Having voice is like having personality. Many voice-driven children’s stories hinge on the charisma of a strong first-person narrator, often quirky and sometimes colloquial. For voice to drive your story, you have to put all of your senses on alert, including the senses of humor and direction. Voice likes to play with words, but it knows where it’s going.
A first-person narrator doesn’t guarantee a driving voice. In fact, there’s common “standard children’s book prose” voice that we see more often than not. It happens in both the first person and the limited third-person viewpoints, where the “I” is changed to “he” or “she” but the storytelling remains mostly the same, presenting only the world that the child protagonist can perceive.
Such books can be very successful because they have strong plots and/or characters and are accessible to young readers. You may even have learned that you must write for children from a limited perspective as a “rule.” That’s just not true. Certainly many of our most beloved classics use omniscient voices—think of the fairy tales—and there has been a resurgence of older and wiser storytelling voices in the past decade. Lemony Snicket reminds me of J.M. Barrie, for instance, an intrusive narrator who inserts his opinions into the story.
High literary awards have gone to books by Neil Gaiman, Kathi Appelt, and others who push the conventional boundaries of limited viewpoint and story structure. They have strong voices even when writing in the third-person using unconventional forms. For voice-driven writers, style, language, and form of telling are just as important as the storyline itself. The reader is carried forward not just by curiosity about what will happen next but by the poetry and cadence of the language and how the ordering of details makes the reader think.
Because it can’t be dissected as cleanly as theme, plot, character, setting, viewpoint, or dialogue—for in fact it is a meshing of all those elements in the words chosen—voice is probably the most elusive literary element to teach or learn. But it’s possible. The secret is learning to listen and hear the wonderful storytelling voices all around you.

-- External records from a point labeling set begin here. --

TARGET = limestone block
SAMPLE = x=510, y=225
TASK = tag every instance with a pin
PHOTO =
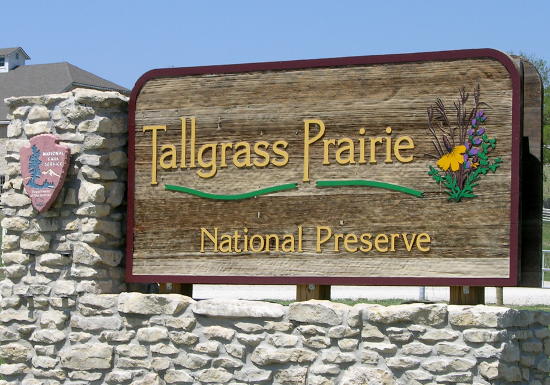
x=64, y=288
x=44, y=362
x=191, y=361
x=444, y=364
x=433, y=315
x=35, y=241
x=361, y=375
x=483, y=335
x=15, y=224
x=15, y=128
x=450, y=349
x=218, y=332
x=13, y=199
x=37, y=128
x=308, y=330
x=236, y=350
x=336, y=357
x=117, y=336
x=12, y=369
x=85, y=376
x=102, y=99
x=38, y=113
x=248, y=327
x=22, y=315
x=177, y=377
x=164, y=349
x=238, y=309
x=283, y=340
x=324, y=369
x=250, y=340
x=402, y=363
x=95, y=323
x=160, y=363
x=214, y=375
x=380, y=347
x=94, y=210
x=137, y=303
x=152, y=334
x=91, y=192
x=52, y=319
x=317, y=312
x=119, y=376
x=348, y=345
x=316, y=342
x=183, y=338
x=290, y=376
x=15, y=258
x=487, y=316
x=212, y=348
x=436, y=335
x=16, y=352
x=53, y=260
x=48, y=336
x=6, y=334
x=87, y=356
x=20, y=112
x=15, y=271
x=266, y=356
x=399, y=335
x=252, y=375
x=227, y=363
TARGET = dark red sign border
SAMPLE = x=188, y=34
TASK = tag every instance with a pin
x=501, y=57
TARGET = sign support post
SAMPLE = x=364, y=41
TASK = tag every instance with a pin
x=467, y=295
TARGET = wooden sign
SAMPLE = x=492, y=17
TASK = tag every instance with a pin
x=44, y=165
x=399, y=169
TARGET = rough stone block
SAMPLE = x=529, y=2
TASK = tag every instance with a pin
x=137, y=303
x=317, y=312
x=238, y=309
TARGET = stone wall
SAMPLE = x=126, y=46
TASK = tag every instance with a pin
x=64, y=320
x=77, y=245
x=146, y=339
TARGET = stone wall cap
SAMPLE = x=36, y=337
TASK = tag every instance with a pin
x=234, y=308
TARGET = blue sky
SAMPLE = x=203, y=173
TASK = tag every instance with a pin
x=120, y=40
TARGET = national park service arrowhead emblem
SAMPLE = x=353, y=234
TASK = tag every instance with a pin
x=44, y=165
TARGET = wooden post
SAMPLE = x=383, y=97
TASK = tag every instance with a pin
x=467, y=295
x=176, y=288
x=500, y=295
x=307, y=292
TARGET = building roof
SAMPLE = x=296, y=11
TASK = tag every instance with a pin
x=7, y=51
x=43, y=79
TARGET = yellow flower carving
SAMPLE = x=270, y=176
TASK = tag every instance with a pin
x=453, y=159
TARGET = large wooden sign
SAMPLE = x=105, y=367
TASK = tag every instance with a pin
x=400, y=169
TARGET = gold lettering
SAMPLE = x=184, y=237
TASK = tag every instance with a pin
x=279, y=149
x=379, y=241
x=320, y=241
x=213, y=238
x=262, y=153
x=350, y=238
x=168, y=151
x=423, y=238
x=244, y=151
x=154, y=130
x=211, y=165
x=349, y=148
x=309, y=141
x=398, y=147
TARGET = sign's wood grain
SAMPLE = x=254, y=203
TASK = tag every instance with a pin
x=378, y=109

For instance, my Grammy Barb has never written a story in her life, yet she’s the best narrator I’ve ever met. Over the years I’ve learned more just from paying attention to her voice than I ever did from any how-to book.
Voice doesn’t fit neatly into truisms and formulas about writing for children. For instance, some say it’s a no-no to write in dialect. True, it’s difficult for most people to pull off, but if you grew up thinking in a regional accent, it might be your straightest path to creative flow. Some children struggle reading omniscient narration and multiple voices, and some writers can’t control them, but you may be the wise guy to whom omniscience comes naturally.

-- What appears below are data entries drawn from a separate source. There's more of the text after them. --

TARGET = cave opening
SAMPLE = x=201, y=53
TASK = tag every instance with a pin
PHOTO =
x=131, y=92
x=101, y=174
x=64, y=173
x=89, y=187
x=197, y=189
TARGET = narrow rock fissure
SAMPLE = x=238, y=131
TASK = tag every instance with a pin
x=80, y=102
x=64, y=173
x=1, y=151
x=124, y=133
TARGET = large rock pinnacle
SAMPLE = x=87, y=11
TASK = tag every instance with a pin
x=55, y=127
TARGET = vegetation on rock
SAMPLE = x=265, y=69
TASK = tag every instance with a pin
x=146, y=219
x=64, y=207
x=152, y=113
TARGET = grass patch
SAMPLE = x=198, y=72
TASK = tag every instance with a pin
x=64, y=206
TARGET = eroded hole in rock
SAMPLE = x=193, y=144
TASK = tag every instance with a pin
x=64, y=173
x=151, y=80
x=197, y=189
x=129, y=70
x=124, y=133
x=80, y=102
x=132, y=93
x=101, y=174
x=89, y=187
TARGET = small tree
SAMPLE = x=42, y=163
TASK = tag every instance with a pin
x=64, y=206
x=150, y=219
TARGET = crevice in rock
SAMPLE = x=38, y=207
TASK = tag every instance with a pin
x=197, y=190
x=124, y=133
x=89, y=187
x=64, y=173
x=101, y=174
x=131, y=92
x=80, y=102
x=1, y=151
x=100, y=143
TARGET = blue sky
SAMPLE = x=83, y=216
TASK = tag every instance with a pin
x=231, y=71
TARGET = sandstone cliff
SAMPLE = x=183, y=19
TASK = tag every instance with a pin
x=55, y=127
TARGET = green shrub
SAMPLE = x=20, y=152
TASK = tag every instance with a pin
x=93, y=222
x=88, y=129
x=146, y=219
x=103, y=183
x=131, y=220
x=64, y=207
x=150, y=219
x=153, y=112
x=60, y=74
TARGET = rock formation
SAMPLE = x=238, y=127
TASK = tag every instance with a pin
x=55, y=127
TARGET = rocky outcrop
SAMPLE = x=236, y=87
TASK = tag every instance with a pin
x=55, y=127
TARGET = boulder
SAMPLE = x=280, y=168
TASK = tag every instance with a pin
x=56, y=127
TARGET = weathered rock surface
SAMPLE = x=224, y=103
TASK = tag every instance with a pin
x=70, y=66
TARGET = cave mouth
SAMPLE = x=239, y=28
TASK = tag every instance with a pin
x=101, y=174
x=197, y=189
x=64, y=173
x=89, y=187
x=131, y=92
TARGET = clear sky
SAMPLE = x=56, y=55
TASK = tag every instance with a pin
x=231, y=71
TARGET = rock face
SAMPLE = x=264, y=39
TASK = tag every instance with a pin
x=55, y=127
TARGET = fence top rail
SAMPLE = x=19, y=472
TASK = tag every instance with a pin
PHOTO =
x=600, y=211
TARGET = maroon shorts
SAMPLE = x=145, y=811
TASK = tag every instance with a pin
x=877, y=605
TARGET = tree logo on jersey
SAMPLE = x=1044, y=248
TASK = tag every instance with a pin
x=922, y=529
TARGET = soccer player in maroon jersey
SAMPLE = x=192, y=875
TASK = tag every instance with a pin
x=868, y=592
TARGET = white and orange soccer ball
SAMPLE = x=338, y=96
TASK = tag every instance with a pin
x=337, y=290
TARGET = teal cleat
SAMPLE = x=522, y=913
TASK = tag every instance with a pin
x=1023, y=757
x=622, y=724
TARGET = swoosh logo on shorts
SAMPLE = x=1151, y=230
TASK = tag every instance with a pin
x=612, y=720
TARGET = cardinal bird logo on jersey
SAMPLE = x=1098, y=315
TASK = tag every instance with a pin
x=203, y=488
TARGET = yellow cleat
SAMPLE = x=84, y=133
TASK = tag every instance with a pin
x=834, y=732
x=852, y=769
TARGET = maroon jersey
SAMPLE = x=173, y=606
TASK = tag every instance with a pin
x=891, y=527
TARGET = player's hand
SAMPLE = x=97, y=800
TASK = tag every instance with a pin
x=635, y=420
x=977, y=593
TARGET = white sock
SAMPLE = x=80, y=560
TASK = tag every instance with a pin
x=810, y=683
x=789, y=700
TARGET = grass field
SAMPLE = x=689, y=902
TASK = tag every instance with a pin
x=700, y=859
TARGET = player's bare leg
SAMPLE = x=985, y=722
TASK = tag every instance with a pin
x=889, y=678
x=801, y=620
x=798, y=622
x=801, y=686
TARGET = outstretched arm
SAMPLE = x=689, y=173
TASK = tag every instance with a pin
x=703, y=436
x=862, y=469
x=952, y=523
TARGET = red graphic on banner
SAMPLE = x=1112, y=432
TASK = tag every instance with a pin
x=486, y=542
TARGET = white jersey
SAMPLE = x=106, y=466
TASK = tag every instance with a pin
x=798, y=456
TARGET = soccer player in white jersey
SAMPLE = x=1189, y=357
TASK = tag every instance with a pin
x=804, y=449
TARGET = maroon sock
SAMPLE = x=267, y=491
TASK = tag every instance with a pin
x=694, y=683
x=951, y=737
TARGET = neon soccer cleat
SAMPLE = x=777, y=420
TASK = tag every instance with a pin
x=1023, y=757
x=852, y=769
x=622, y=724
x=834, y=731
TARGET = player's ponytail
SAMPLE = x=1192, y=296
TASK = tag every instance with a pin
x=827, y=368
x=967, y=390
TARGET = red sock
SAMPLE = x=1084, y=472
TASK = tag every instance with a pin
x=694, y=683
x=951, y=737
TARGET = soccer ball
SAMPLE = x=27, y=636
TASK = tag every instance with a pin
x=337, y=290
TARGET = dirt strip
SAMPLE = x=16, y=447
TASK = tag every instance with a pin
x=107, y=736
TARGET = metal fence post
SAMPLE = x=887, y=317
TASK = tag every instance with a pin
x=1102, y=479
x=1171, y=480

Dare to follow your flow, even if it veers away from the mainstream.
Perhaps you know your characters and their story, but you don’t have a distinctive storytelling voice carrying them along. Exercises like these may help you find your way.

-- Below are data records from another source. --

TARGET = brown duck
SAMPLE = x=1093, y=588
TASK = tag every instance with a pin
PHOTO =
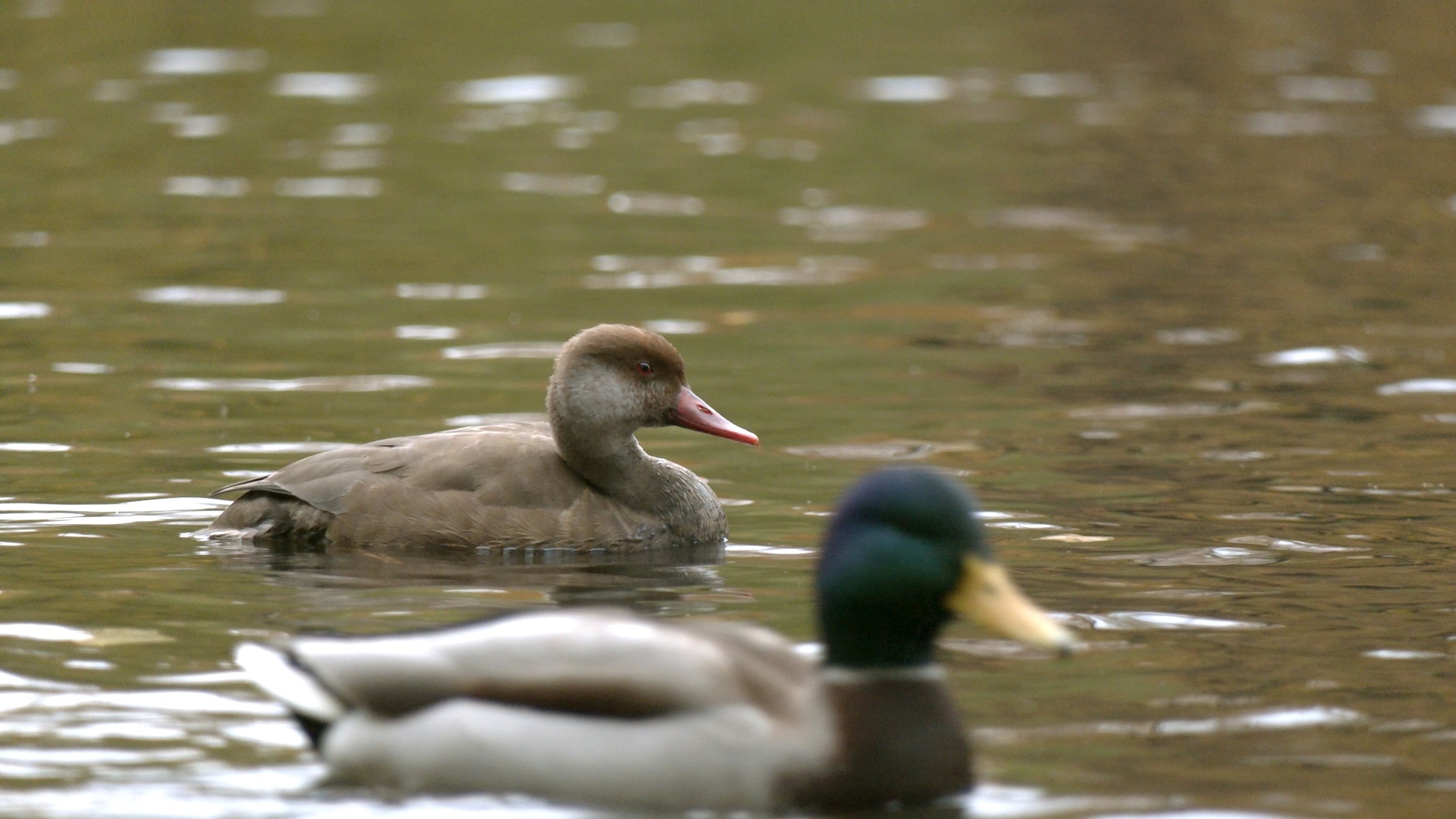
x=579, y=482
x=606, y=707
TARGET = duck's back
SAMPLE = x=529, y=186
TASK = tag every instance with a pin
x=579, y=706
x=495, y=485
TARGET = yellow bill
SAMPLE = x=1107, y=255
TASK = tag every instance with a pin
x=989, y=596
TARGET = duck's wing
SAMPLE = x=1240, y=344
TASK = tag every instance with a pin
x=574, y=662
x=485, y=461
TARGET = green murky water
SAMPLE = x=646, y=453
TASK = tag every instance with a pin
x=1168, y=283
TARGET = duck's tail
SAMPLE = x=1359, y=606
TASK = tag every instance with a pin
x=313, y=706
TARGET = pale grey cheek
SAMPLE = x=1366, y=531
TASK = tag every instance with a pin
x=606, y=397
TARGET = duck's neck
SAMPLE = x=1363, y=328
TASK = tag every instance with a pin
x=610, y=460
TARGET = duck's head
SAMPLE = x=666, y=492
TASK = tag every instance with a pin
x=615, y=378
x=903, y=554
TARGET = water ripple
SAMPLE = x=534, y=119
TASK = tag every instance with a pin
x=318, y=384
x=1147, y=621
x=27, y=516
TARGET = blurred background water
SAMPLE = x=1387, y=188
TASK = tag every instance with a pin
x=1166, y=283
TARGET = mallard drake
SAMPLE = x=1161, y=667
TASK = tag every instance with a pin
x=604, y=707
x=579, y=482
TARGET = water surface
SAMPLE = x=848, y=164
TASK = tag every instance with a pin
x=1165, y=283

1. Play tone games. Try rewriting a sentence or a scene in various ways to capture its flavor. If the narration were a pie, would it be rhubarb, pecan, or lemon meringue? (Standard children’s book prose is apple.)
2. Let three different characters narrate the same scene and see which one has the best voice for the telling in first person. Then try third person limited and third omniscient.
3. Try describing your protagonist at three different levels. First, take the level of detail in close like a yearbook picture, then pull out and show as if in a full-length mirror, and then try it again viewed from all directions like a statue.
4. Maybe you have a tin ear. Train it. Eavesdrop on conversations wherever you go. It’s okay, you’re working! Write down the new voices you hear and try to channel them later.
5. Freewrite your life story in a journal for at least 15 minutes every day, very fast, without even lifting your pencil. Eventually a strong voice is bound to gush out, bringing the characters and their plot with it.
When you find your voice, you’ll know. Your pencil will fly, and so will the morning.
Voice is one of my first and most favorite workshop topics for conferences and classes. A version of this material was published in Once Upon a Time (Winter 1998) in a four-part series on driving forces in fiction.